Given a set of points, I am trying to select a subset of n points that are most evenly distributed across this set of points. 给定一组点,我试图选择在这组点上均匀分布的n个点的子集。 In other words, I am trying to thin out the dataset while still evenly sampling across space. 换句话说,我正在尝试稀释数据集,同时仍然在空间中均匀采样。

So far, I have the following, but this approach likely won't do well with larger datasets. 到目前为止,我有以下内容,但这种方法可能不适用于较大的数据集。 Maybe there is a more intelligent way to choose the subset of points in the first place... The following code randomly chooses a subset of the points, and seeks to minimize the distance between the points within this subset and the points outside of this subset. 也许有一种更智能的方法来首先选择点的子集......以下代码随机选择点的子集,并寻求最小化该子集内的点与该子集外的点之间的距离。
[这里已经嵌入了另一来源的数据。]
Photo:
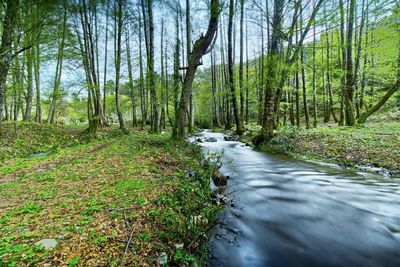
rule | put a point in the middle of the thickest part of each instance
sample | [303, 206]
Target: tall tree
[6, 54]
[200, 48]
[230, 69]
[120, 6]
[242, 114]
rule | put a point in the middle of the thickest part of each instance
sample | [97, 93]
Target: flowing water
[285, 212]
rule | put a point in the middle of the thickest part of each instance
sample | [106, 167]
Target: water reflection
[294, 213]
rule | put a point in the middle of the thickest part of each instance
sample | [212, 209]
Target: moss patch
[94, 198]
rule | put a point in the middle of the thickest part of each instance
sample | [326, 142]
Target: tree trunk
[199, 49]
[230, 70]
[10, 18]
[349, 89]
[120, 5]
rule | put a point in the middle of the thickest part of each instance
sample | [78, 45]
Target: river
[286, 212]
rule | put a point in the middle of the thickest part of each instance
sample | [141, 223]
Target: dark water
[286, 212]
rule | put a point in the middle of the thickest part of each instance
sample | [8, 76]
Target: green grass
[377, 144]
[86, 195]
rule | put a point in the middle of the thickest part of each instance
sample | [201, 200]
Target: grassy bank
[23, 138]
[376, 144]
[117, 201]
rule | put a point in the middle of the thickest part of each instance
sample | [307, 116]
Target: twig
[127, 247]
[123, 209]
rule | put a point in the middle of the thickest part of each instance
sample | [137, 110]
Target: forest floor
[120, 200]
[372, 146]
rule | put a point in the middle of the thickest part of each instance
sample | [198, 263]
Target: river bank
[137, 200]
[373, 147]
[287, 212]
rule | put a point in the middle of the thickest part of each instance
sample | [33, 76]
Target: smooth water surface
[284, 212]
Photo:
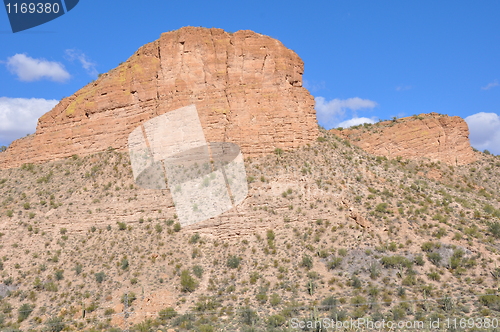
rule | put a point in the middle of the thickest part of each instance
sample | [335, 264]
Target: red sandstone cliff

Suggestions appreciated! 建议赞赏!

evenSubset <- function(xy, n) {

    bestdist <- NA
    bestSet <- NA
    alldist <- as.matrix(dist(xy))
    diag(alldist) <- NA
    alldist[upper.tri(alldist)] <- NA
    for (i in 1:1000){
        subset <- sample(1:nrow(xy),n)
        subdists <- alldist[subset,-subset]
        distsum <- sum(subdists,na.rm=T)
        if (distsum < bestdist | is.na(bestdist)) {
            bestdist <- distsum
            bestSet <- subset
        }
    }
    return(xy[bestSet,])
}

xy2 <- evenSubset(xy=cbind(rnorm(1000),rnorm(1000)), n=20)
plot(xy)
points(xy2,col='blue',cex=1.5,pch=20)

Following @Spacedman's suggestion, I used voronoi tesselation to identify and drop those points that were closest to other points. 按照@Spasdman的建议,我使用voronoi tesselation来识别和删除那些最接近其他点的点。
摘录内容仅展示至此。